With this musical footing she started singing at home, her and her sister learning to sing her father’s songs from an early age. At only seven years of age she began recording advertising jingles. Later she began performing in clubs around São Paulo and eventually formed the band Urbanda with Morris Picciotto in 2001. Urbanda had five members: Morris – guitar, Rodrigo Campos – guitar, Luísa – vocals, Marcos Paiva – bass, Douglas Alonso – drums. They recorded one self-titled album in 2003 which gained some recognition; one of it’s songs “Beleza” (written by Luísa and Rodrigo Campos) was selected as one of the best songs of the year by Rolling Stone Brazil.
With this acclaim came some doubts. Luísa wasn’t sure if Urbanda was the right band for her. After some deep thinking she decide to leave Urbanda and begin performing with new material. “I assembled a new band and began to look for interesting places to sing. I wanted to sing songs by the songwriters that were part of my life and whose songs hadn’t yet been released – Amado Maita, Fernando Falcão, Fernando (Tom) Costa, Geraldo Espíndola – as well as my first songs and Rodrigo Campos’s songs.”

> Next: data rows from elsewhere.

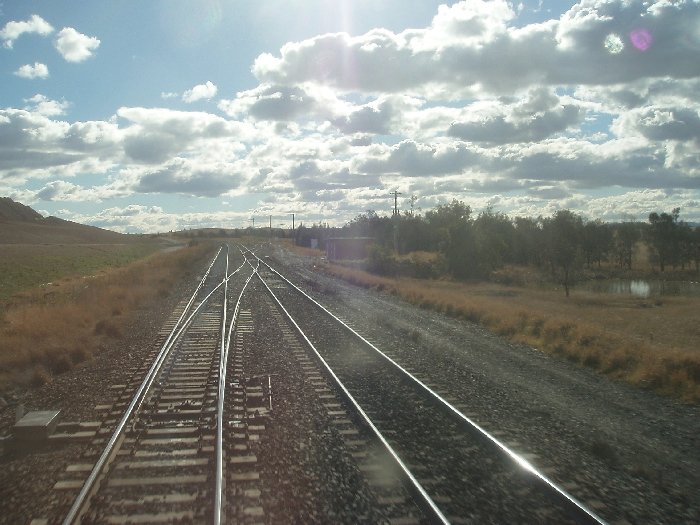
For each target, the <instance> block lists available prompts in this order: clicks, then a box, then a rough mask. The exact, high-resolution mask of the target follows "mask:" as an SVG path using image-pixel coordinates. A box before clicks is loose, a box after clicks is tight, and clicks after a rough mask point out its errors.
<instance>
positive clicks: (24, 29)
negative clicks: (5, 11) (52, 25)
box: [0, 15, 53, 49]
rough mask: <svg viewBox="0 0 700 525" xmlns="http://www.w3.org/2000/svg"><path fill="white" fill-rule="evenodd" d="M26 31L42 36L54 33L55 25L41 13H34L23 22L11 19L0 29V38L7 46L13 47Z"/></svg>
mask: <svg viewBox="0 0 700 525" xmlns="http://www.w3.org/2000/svg"><path fill="white" fill-rule="evenodd" d="M25 33H36V34H38V35H41V36H46V35H50V34H51V33H53V27H52V26H51V24H49V23H48V22H47V21H46V20H44V19H43V18H41V17H40V16H39V15H32V16H31V18H30V19H29V20H26V21H22V22H15V21H11V22H8V23H7V24H5V27H3V28H2V30H0V38H1V39H2V40H3V44H4V45H5V47H6V48H8V49H12V45H13V44H14V43H15V40H17V39H18V38H19V37H20V36H22V35H23V34H25Z"/></svg>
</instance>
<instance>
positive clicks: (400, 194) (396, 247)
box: [390, 190, 401, 253]
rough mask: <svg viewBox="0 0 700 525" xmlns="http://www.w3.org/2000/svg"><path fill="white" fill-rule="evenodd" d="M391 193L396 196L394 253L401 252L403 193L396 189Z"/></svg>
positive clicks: (394, 236)
mask: <svg viewBox="0 0 700 525" xmlns="http://www.w3.org/2000/svg"><path fill="white" fill-rule="evenodd" d="M390 195H393V196H394V216H393V219H394V221H393V222H394V253H399V195H401V193H399V192H398V191H397V190H394V191H392V192H391V193H390Z"/></svg>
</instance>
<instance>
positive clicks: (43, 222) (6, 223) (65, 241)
mask: <svg viewBox="0 0 700 525" xmlns="http://www.w3.org/2000/svg"><path fill="white" fill-rule="evenodd" d="M133 240H134V239H133V238H132V236H129V235H123V234H121V233H116V232H112V231H109V230H103V229H101V228H96V227H95V226H86V225H84V224H78V223H77V222H71V221H66V220H63V219H59V218H58V217H46V218H44V217H42V216H41V214H39V213H37V212H36V211H35V210H33V209H32V208H30V207H29V206H25V205H24V204H21V203H19V202H15V201H13V200H12V199H10V198H8V197H0V244H118V243H125V242H132V241H133Z"/></svg>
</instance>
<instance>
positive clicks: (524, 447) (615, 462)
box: [273, 250, 700, 524]
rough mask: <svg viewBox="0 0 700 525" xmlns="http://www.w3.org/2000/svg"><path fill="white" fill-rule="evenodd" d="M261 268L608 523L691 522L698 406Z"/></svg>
mask: <svg viewBox="0 0 700 525" xmlns="http://www.w3.org/2000/svg"><path fill="white" fill-rule="evenodd" d="M273 261H278V263H279V264H280V267H285V268H289V269H293V270H294V273H296V275H297V276H298V279H297V280H298V281H299V283H301V284H302V287H303V288H304V289H306V290H307V291H308V292H309V293H311V294H312V295H313V296H314V297H316V298H317V300H318V301H319V302H321V303H322V304H324V305H326V306H328V307H329V308H330V309H331V310H332V311H334V313H336V314H337V315H339V316H340V317H341V318H343V319H345V320H346V321H348V322H349V323H350V324H351V325H352V326H354V327H356V328H357V329H358V330H359V331H361V333H362V334H363V335H365V336H366V337H368V338H369V339H370V340H371V341H372V342H373V343H375V344H376V345H377V346H378V347H379V348H382V349H391V355H392V356H393V357H394V358H395V359H396V360H397V361H398V362H400V363H401V364H402V365H405V366H407V367H408V368H409V369H410V370H411V371H413V372H414V373H415V375H417V376H418V377H419V378H420V379H421V380H424V381H425V382H426V383H430V384H431V385H434V386H435V387H436V388H437V390H438V391H441V392H445V394H447V395H450V396H452V397H454V398H456V399H458V400H459V401H460V403H461V404H464V405H468V406H469V407H470V410H469V412H468V413H467V415H468V416H470V417H472V418H473V419H475V420H476V421H477V422H478V423H479V424H481V425H482V426H483V427H484V428H485V429H486V430H488V431H491V432H492V433H494V434H496V435H497V436H498V437H499V439H501V440H502V441H504V442H505V443H506V444H509V445H510V446H511V448H513V449H514V450H516V451H517V452H519V453H522V454H524V455H525V456H526V457H527V458H528V459H532V462H533V463H534V464H535V465H536V466H537V467H538V468H540V469H542V470H544V471H545V473H547V474H548V475H549V476H550V477H552V478H553V479H554V480H555V481H556V482H559V483H560V484H562V485H563V487H564V488H566V489H567V490H568V491H569V492H570V493H571V494H572V495H574V496H575V497H577V498H579V499H580V500H582V501H583V502H584V503H587V504H588V505H589V506H590V507H591V508H592V509H594V510H595V511H596V512H598V513H599V514H600V515H601V516H602V517H603V518H605V519H606V520H608V521H609V522H611V523H627V522H629V523H674V524H679V523H688V524H691V523H698V522H700V408H699V407H697V406H688V405H683V404H680V403H677V402H675V401H673V400H670V399H665V398H661V397H659V396H657V395H655V394H652V393H649V392H644V391H641V390H638V389H635V388H632V387H630V386H628V385H626V384H622V383H618V382H613V381H610V380H608V379H606V378H604V377H602V376H599V375H597V374H595V373H593V372H591V371H589V370H586V369H583V368H581V367H579V366H577V365H575V364H572V363H569V362H567V361H564V360H561V359H557V358H553V357H549V356H547V355H545V354H544V353H542V352H539V351H537V350H536V349H533V348H530V347H527V346H525V345H516V344H512V343H510V342H508V341H506V340H504V339H503V338H501V337H498V336H496V335H494V334H492V333H490V332H488V331H486V330H484V329H483V328H482V327H480V326H478V325H475V324H474V323H470V322H466V321H460V320H456V319H451V318H448V317H446V316H444V315H441V314H438V313H435V312H431V311H427V310H422V309H419V308H416V307H414V306H412V305H409V304H407V303H405V302H403V301H400V300H398V299H396V298H394V297H391V296H390V295H388V294H385V293H376V292H372V291H367V290H362V289H359V288H357V287H354V286H351V285H348V284H346V283H342V282H339V281H338V280H337V279H333V278H330V277H328V276H325V275H323V274H322V273H321V272H320V271H318V269H317V268H315V267H314V264H315V261H314V259H312V258H306V257H301V256H298V255H296V254H291V253H289V252H282V251H280V250H277V251H276V252H275V257H274V259H273ZM273 265H274V262H273ZM287 273H288V274H289V273H290V272H289V271H287Z"/></svg>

This transition possibly added more problems than it solved as Luísa still remained unsure where she was heading and even considered packing it all in. “I wasn’t certain if I should go on singing , if that was my thing or not. I went through weeks and weeks of questioning and doubt. It was then that I decided to stop, try to answer these questions, and begin to develop my own new approach.” This new approach meant Luísa herself writing a new set of songs which finally felt truly her own. With these songs, as well as a couple of contributions from Rodrigo Campos and Morris Picciotto, she set about recording Lero-Lero, her new album.
We should be thankful she stuck with it because Lero-Lero is a refreshing, sultry mix of samba, bossa nova and MPB. There is more of a raw edge than recent bossa nova and electro bossa by artists like Bebel Gilberto or Clara Moreno. The album marks the beginning of what could be a burgeoning talent. This set of original compositions shows that there is real talent here, someone capable of detailing life in São Paulo from a number of different angles. Lero-Lero was released by Cumbancha Dicovery on 21st June in Europe (following on July 27th in the rest of the world).